Wieder zurück in Whitehorse gab es das nächste Problem: Der professionelle Haustransporteuer wollte zwischen 7.000 und 8.000 Dollar für die Geschichte haben. Bobo und Gail waren mittlerweile für mehrere Wochen nach Ontario gefahren und hatten die Bäckerei – die im Winter sowieso geschlossen ist – einem Housesitter übergeben. Es war über alles Organisieren Oktober und reichlich kühl geworden. Ich zog in meine Hütte in Carcross ein, machte richtig sauber und siehe da, als das Nikotin herunter war, strahlten die Holzwände in einem warmen, hellen beige. Als ich auch dem Rest der Wohnung mit Putzeimer und Scheuerlappen zu Leibe gerückt war und den dicken Teppichboden mit einer entsprechenden Maschine aus Whitehorse bearbeitet hatte, sah es schon einigermaßen wohnlich aus. Zusätzlich schlug ich die Veranda ab und entfernte die Holzverschalung der untergelegten Holzblöcke. Und natürlich waren Zu- und Abwasserrohre zu kappen und die elektrischen Leitungen zu entfernen. Housesitter Josh, Bobos Hunde und sein Pony beobachteten meine Bemühungen eher skeptisch.
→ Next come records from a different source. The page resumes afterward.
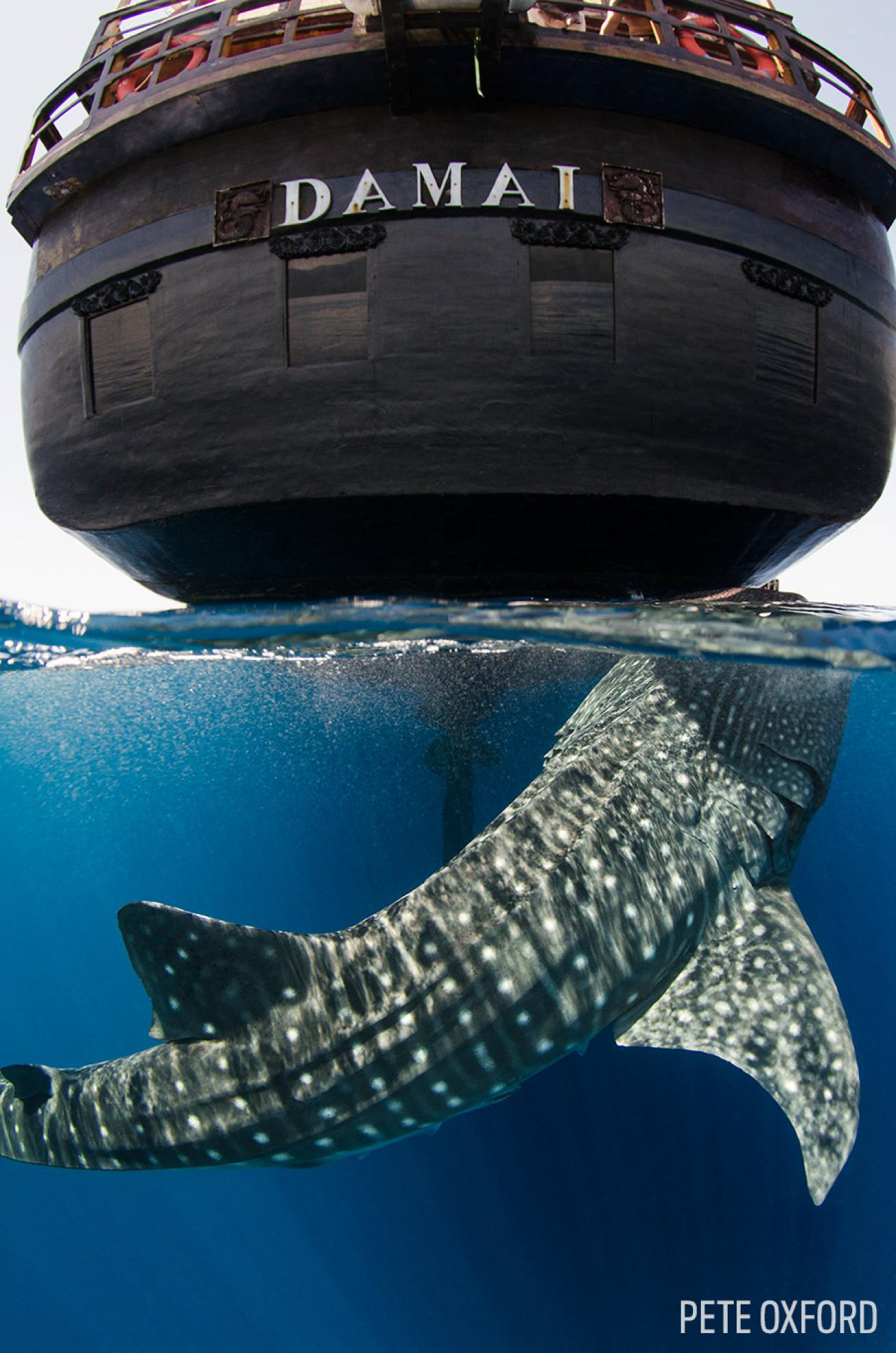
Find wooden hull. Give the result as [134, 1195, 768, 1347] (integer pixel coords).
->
[12, 37, 896, 599]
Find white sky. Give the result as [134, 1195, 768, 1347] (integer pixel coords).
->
[0, 0, 896, 612]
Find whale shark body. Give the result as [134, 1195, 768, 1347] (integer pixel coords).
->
[0, 656, 858, 1203]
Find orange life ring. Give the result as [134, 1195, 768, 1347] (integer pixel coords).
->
[675, 14, 780, 80]
[115, 30, 209, 103]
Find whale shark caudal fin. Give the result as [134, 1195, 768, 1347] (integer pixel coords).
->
[616, 874, 858, 1204]
[118, 902, 311, 1040]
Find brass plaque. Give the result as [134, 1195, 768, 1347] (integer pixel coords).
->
[601, 165, 666, 230]
[215, 179, 274, 245]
Wie transportiere ich ein Haus?

Zwischendurch hing ich immer wieder am Telefon und sprach mit verschiedenen Hausbewegungsexperten. Einmal hatte ich einen gefunden, der meinen Preisvorstellungen entsprach, allerdings konnte ich ihn danach nicht mehr erreichen. Langsam näherte sich der Zeitpunkt, an dem ich wieder an meine Rückkehr nach Deutschland denken musste. Schließlich wurde ich mit Ron Buttler von A1 Towing aus Whitehorse handelseinig. Der Preis lag mit knapp über 2.000 Dollar durchaus im Rahmen. Darüber hinaus musste ich auch noch die Bürokraten in Whitehorse zufrieden stellen. Ich brauchte eine Genehmigung zum Abbauen des Hauses, eine zum Bewegen, eine zum Aufstellen, Zeichnungen von oben, unten, Seite und natürlich einen Grundriss, Aufbau der unterzulegenden Holzbohlen, wann in welchem Wald von wem geschlagen, Geburtstag des Neffen der Tante des Schwagers des Holzfällers und, und, und. Meine Malkünste und die anderen Angaben wurden abgenickt und ich bekam alle erforderlichen Genehmigungen.
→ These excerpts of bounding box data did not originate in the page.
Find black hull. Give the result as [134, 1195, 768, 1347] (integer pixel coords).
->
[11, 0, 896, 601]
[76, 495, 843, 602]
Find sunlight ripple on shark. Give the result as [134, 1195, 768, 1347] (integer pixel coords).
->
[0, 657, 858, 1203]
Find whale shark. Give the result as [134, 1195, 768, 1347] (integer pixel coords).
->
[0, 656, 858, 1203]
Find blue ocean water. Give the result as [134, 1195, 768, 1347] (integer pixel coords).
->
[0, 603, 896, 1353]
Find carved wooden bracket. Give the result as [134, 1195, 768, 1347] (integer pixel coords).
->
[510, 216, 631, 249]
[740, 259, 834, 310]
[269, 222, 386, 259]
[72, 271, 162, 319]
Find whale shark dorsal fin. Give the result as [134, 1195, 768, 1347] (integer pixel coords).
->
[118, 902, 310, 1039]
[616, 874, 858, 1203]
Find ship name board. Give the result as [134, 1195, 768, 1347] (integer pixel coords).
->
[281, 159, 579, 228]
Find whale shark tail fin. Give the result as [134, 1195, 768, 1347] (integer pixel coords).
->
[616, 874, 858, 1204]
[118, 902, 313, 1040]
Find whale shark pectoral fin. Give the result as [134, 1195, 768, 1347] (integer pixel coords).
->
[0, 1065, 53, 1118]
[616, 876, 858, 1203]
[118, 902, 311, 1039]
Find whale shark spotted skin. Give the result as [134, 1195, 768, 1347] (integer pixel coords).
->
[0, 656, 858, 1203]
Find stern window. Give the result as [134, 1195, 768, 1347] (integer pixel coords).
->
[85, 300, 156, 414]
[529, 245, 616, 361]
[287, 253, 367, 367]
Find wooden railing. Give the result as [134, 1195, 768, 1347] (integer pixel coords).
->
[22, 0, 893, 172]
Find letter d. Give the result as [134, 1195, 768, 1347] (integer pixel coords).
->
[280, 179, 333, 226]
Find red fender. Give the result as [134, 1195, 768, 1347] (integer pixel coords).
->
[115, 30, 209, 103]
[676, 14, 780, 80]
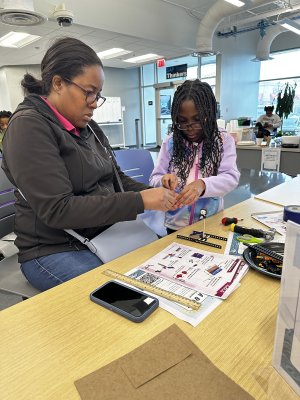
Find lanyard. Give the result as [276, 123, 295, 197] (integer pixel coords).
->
[189, 142, 202, 225]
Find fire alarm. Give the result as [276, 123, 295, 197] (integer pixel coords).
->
[156, 58, 166, 68]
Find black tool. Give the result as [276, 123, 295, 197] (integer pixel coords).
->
[190, 231, 227, 242]
[176, 235, 222, 249]
[221, 217, 243, 226]
[230, 224, 276, 241]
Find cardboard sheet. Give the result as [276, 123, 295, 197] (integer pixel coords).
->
[75, 325, 253, 400]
Anfang November, pünktlich vor der Verschiffung des Hauses, war eine Menge Schnee gefallen. Ron, einer seiner Mitarbeiter und ich machten uns daran, das Haus noch höher aufzubocken. Die “Hausheber” waren eine Art überdimensionierte Wagenheber. Dabei stellte Ron fest, dass die Blöcke auf denen die Hütte stand – diese sind wegen des Permafrostbodens, dessen oberste Schicht im Sommer teilweise auftaut, notwendig damit sich das Haus nicht neigt – größtenteils verrottet waren. Schnell orderte er neue, da wir sie für den Aufbau ja wieder brauchen würden. Noch mal 100 Dollar mehr. Eine Schrecksekunde hatte ich, als die Hütte einmal von einem der Hausheber sprang, aber es passierte nichts. Den ganzen Tag waren wir damit beschäftigt, das Haus hoch und wieder runter zu lassen und Stück für Stück den Anhänger des Trucks darunter zu schieben. Die Temperaturen lagen zwar bei etwa -10° C, doch es war eine trockene Kälte und die am Himmel stehende Sonne machte das Arbeiten bei diesen Temperaturen erträglich. Gegen Abend waren wir damit fertig. Das Haus wurde mit drei überdimensionalen – Kenner sprechen dabei immer von “Yukon Size = Yukon Größe” – Spanngurten auf dem Anhänger befestigt und wir fuhren nach Whitehorse.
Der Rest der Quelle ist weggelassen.